Heavy vehicles lose a tremendous amount of energy to wind resistance and drag, braking, and rolling resistance. Such non-engine losses can account for an approximate 45% decrease in efficiency. Other sources of energy loss include: friction and wear in the power train, thermal (heat) loads, operation of auxiliary loads (air conditioning, heaters, refrigeration, etc.) and energy lost by trucks when their engine continues to run while parked, a practice known as idling.
The parasitic loss activity identifies methodologies that may reduce energy losses, and tests those in the laboratory. Promising technologies are then prototyped and tested onboard heavy vehicles.

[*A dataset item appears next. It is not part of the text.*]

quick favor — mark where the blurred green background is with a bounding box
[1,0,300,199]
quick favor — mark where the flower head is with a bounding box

Once validated, technologies must be tested on-road to obtain durability, reliability, and life-cycle cost data for the developmental component and/or design strategy.
This process for validating performance, component robustness, operational reliability, and cost-competitiveness — conducted in conjunction with prominent participants in the heavy vehicle industry through cost-shared research and development with the U.S. Department of Energy — is most likely to provide a basis for timely introduction of a technology into the marketplace and acceptance by industry.
Current areas of focus for the parasitic loss reduction activity include:
- Aerodynamic drag reduction research, to characterize and respond to energy losses caused by wind and rolling resistance.
- Friction and wear reduction research, to understand and address the multiple surface interactions that occur in heavy vehicle systems.
- Regenerative shocks primarily for trains, which can recover energy that is dissipated by conventional shock absorbers.
- Predictive cruise control that can control vehicle speed for optimal fuel efficiency.
- Idle reduction devices and systems that enable truckers to turn off their engines when stopped and still be comfortable while sleeping.
- Locomotive systems that reduce emissions and increase fuel efficiency.
- Off-highway systems for construction and farm vehicles.
- Diesel reformers to transform diesel fuel into carbon monoxide and hydrogen for use with auxiliary systems.
- Thermal management to counter some of the negative heat-producing consequences of emissions control techniques.